First-time nominees banter about the good, bad and ugly of their seminal role in the filmmaking process.
By Jay A. Fernandez
February 18, 2007

Screenwriters Michael Arndt ("Little Miss Sunshine"), Guillermo del Toro ("Pan's Labyrinth"), Peter Morgan ("The Queen") and Iris Yamashita ("Letters From Iwo Jima") were splayed across a lounge at the Writers Guild headquarters in Beverly Hills. They had just come from the official academy nominees luncheon and appeared relaxed and chatty, if a little bewildered by the attention.

These original-screenplay Oscar nominees -- the first time for each -- were invited to discuss their craft, their nominations and the state of screenwriting. But as they waited idly for the fifth nominee -- Guillermo Arriaga, still doing interviews at the hotel -- to show up, Morgan and Del Toro slipped into a duet of playful imitation of the "Babel" screenwriter.

Screenwriting is the most solitary of filmmaking roles, but assemble a group of these talented craftsmen and the results are as combustible as they are insightful.

Morgan (a Brit doing a Mexican accent): "Research? I spit on your research!"

Del Toro (a Mexican doing a Mexican accent): "Structure? I do not need structure."

(True to Arriaga or not, it was entertaining, and a reminder never to be the last one to arrive.)

Screenwriting is the most solitary of filmmaking roles, but assemble a group of these talented craftsmen and the results are as combustible as they are insightful.

There has been talk of a "crisis" in storytelling. Now that the types of stories you've all told in these scripts are being honored, do you feel that there is greater hope?

ARRIAGA: I think that the capacity of fictionalizing life is diminishing. It's less and less and less, because we are losing our inner life. We are losing our capacity of dialogue, of understanding human beings. We are more and more alienated, and the more alienated a society is the more difficult it is to fictionalize something.
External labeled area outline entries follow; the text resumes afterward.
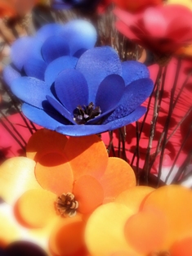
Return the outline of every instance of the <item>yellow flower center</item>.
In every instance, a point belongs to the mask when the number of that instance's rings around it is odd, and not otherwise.
[[[56,210],[63,217],[74,217],[77,213],[78,202],[72,193],[63,193],[57,198]]]

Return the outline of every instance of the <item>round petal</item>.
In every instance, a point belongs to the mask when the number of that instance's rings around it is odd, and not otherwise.
[[[73,114],[78,105],[88,105],[88,86],[83,75],[75,70],[61,72],[56,79],[56,95],[64,106]]]
[[[56,110],[58,113],[60,113],[63,117],[65,117],[65,119],[69,120],[69,123],[76,124],[76,123],[74,120],[73,114],[69,113],[65,109],[65,107],[60,103],[60,101],[56,101],[56,98],[53,98],[49,96],[47,96],[46,98],[49,104],[53,107],[53,109]]]
[[[108,155],[98,136],[69,138],[65,153],[73,169],[74,181],[83,175],[100,177],[107,166]]]
[[[18,220],[31,227],[47,225],[56,214],[56,200],[55,194],[42,189],[26,191],[15,206]]]
[[[54,131],[40,129],[29,138],[27,147],[27,157],[36,162],[41,155],[50,152],[63,152],[67,137]]]
[[[101,81],[112,74],[122,74],[121,62],[116,52],[109,47],[95,47],[82,55],[77,70],[85,77],[89,88],[89,101],[95,102]]]
[[[70,55],[70,50],[69,43],[62,36],[50,37],[42,46],[42,56],[47,63],[65,55]]]
[[[41,47],[42,43],[36,38],[29,37],[19,38],[11,47],[11,57],[13,64],[21,70],[30,56],[41,60]]]
[[[136,213],[139,211],[141,203],[154,189],[150,186],[136,186],[130,187],[118,195],[115,202],[132,208]]]
[[[144,211],[128,218],[124,231],[127,243],[136,251],[147,255],[162,248],[167,232],[167,222],[163,213]]]
[[[26,191],[41,188],[34,176],[35,162],[25,157],[12,157],[0,167],[0,195],[13,204]]]
[[[74,69],[77,62],[77,58],[69,56],[60,57],[51,62],[45,71],[46,83],[51,86],[60,72],[66,69]]]
[[[128,115],[148,98],[152,92],[153,88],[154,83],[150,79],[133,81],[129,86],[126,87],[118,108],[108,117],[105,123]]]
[[[124,81],[119,75],[110,74],[100,83],[96,97],[96,106],[102,113],[113,110],[120,101],[125,89]]]
[[[103,187],[90,175],[83,175],[74,182],[73,193],[81,213],[90,213],[103,203]]]
[[[125,85],[141,79],[149,79],[150,72],[145,65],[135,61],[128,61],[122,63],[122,77]]]
[[[47,64],[43,60],[33,57],[29,58],[24,65],[24,70],[27,76],[33,77],[40,80],[44,80],[44,73]]]
[[[133,212],[123,204],[109,203],[97,208],[86,225],[86,244],[92,255],[132,252],[124,236],[124,226]]]
[[[58,195],[72,191],[74,176],[65,155],[51,152],[42,155],[35,167],[37,181],[42,188]]]
[[[68,124],[68,121],[56,110],[55,112],[44,111],[28,104],[23,104],[21,110],[29,119],[47,129],[56,130],[63,124]]]
[[[33,106],[42,108],[46,96],[52,96],[49,87],[41,80],[34,78],[21,77],[13,81],[11,91],[20,100]],[[35,97],[32,97],[35,95]]]
[[[135,186],[136,177],[127,163],[119,158],[110,157],[100,183],[104,189],[105,202],[109,202],[128,187]]]
[[[6,83],[11,87],[13,80],[20,77],[20,74],[14,69],[11,65],[6,66],[3,70],[3,79]]]
[[[69,43],[72,56],[78,50],[92,48],[97,38],[94,26],[83,20],[68,22],[61,35]]]
[[[192,230],[192,191],[176,185],[165,186],[152,192],[145,200],[143,209],[159,209],[167,218],[170,230],[166,245]]]
[[[121,128],[124,125],[127,125],[131,123],[137,121],[145,112],[146,112],[146,109],[144,106],[139,106],[134,111],[132,111],[131,114],[129,114],[128,115],[124,116],[123,118],[121,118],[121,115],[122,115],[121,112],[118,113],[118,113],[116,113],[116,115],[113,115],[114,120],[109,121],[109,123],[106,124],[106,125],[105,125],[106,129],[105,131],[114,130],[114,129]],[[114,118],[115,116],[116,116],[116,119]],[[110,116],[109,116],[109,118],[110,118]],[[105,121],[105,123],[108,122],[109,118],[107,119]]]
[[[84,255],[85,222],[80,215],[60,218],[54,227],[49,240],[49,247],[54,255]]]
[[[47,24],[38,29],[36,35],[39,41],[44,42],[53,35],[60,34],[62,30],[63,25],[60,24]]]

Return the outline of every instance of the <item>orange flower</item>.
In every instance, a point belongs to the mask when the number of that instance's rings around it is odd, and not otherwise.
[[[20,223],[44,230],[51,254],[86,254],[83,230],[87,217],[135,186],[132,169],[118,158],[108,158],[96,135],[68,139],[42,129],[29,139],[27,156],[2,165],[0,195],[14,204]]]
[[[94,256],[192,255],[191,200],[192,191],[176,185],[128,189],[91,215],[87,247]]]

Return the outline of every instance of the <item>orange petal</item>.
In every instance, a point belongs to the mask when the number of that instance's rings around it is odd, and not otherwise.
[[[172,256],[190,256],[192,255],[192,237],[186,237],[172,245],[170,249]]]
[[[170,231],[165,246],[172,245],[192,230],[192,191],[181,186],[170,185],[152,192],[143,209],[157,209],[167,217]]]
[[[136,176],[131,166],[124,160],[110,157],[100,183],[104,188],[105,202],[109,202],[126,189],[135,186]]]
[[[124,227],[132,211],[123,204],[98,207],[86,225],[85,240],[92,255],[106,256],[119,250],[134,253],[126,241]]]
[[[50,236],[49,247],[54,255],[83,256],[85,222],[80,215],[61,218]]]
[[[77,180],[74,194],[79,204],[78,210],[82,213],[89,213],[103,203],[103,187],[92,176],[84,175]]]
[[[42,227],[56,215],[55,194],[42,190],[30,190],[25,192],[16,204],[16,213],[22,223]]]
[[[47,129],[38,130],[27,144],[27,157],[37,162],[42,155],[63,152],[67,140],[66,136],[59,132]]]
[[[12,208],[7,204],[0,204],[0,248],[20,239],[20,226],[13,217]]]
[[[63,155],[54,152],[42,156],[36,165],[35,175],[42,187],[58,195],[72,191],[73,172]]]
[[[116,198],[115,202],[123,204],[136,213],[140,209],[141,202],[154,191],[154,188],[147,186],[131,187],[122,192]]]
[[[167,232],[166,218],[157,211],[140,212],[125,225],[125,236],[139,253],[150,254],[161,249]]]
[[[70,161],[74,180],[86,174],[100,177],[107,166],[105,146],[96,135],[70,137],[65,152]]]
[[[35,162],[26,157],[12,157],[0,167],[0,196],[13,204],[26,191],[40,188],[34,175]]]

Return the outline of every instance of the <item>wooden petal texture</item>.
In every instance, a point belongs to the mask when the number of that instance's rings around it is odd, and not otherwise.
[[[42,187],[58,195],[72,191],[74,176],[63,155],[52,152],[42,156],[36,165],[35,175]]]
[[[16,204],[18,219],[33,227],[42,227],[56,215],[56,195],[47,191],[30,190],[23,194]]]
[[[47,129],[38,130],[28,142],[27,157],[37,162],[42,155],[63,152],[66,142],[67,137],[65,135]]]
[[[100,177],[107,166],[105,146],[96,135],[70,137],[65,152],[73,168],[74,180],[86,174]]]
[[[40,188],[34,175],[35,162],[25,157],[13,157],[0,167],[0,196],[9,204],[29,189]]]
[[[116,203],[97,208],[89,218],[85,231],[91,254],[106,256],[119,250],[133,252],[124,236],[125,223],[132,213],[125,205]]]
[[[110,202],[123,191],[136,186],[136,176],[131,166],[124,160],[110,157],[100,183],[104,189],[105,202]]]
[[[152,192],[144,202],[143,209],[158,209],[167,218],[169,231],[167,248],[192,230],[192,191],[181,186],[171,185]]]

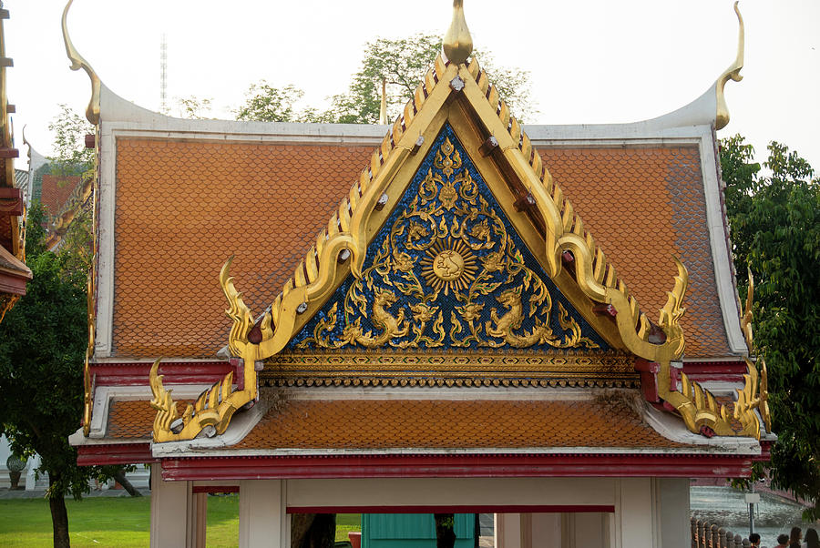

DEL TORO: I think that the problem you have with the screenplay is a particular problem of the form. When you toil on a screenplay, you come out with a document that most people refuse to read. It's not an easy form to write or to read. I think there are millions of stories, but the people that can tell them are choosing other forms. They're choosing a novel or a poem or something else, they're not choosing screenplay. I enjoy reading screenplays, in the same way that I enjoy listening to soundtracks. I have read screenplays, unproduced, that are beautiful pieces of writing, gorgeous. You see it and you see the movie. But it's very rare.

YAMASHITA: I think the problem is also the system, because the studio system encourages the non-original. Everything is an adaptation or something that they're familiar with, and you come up with something that they're unfamiliar with and they don't know what to do with it. Most of you are more established and it may be easier for you, but I think for a lot of newcomers, like me, it's very difficult to get your original screenplays made.

MORGAN: I don't know why we're all so down on ourselves. I don't think it's so bad. I don't think there are many good directors -- why don't we talk about that?

[Everyone laughs]

MORGAN: What I mean is, exceptional talent is rare, in all fields.

Although there is something about screenwriting -- as opposed to directing -- that many, many people walk around thinking that they could write one.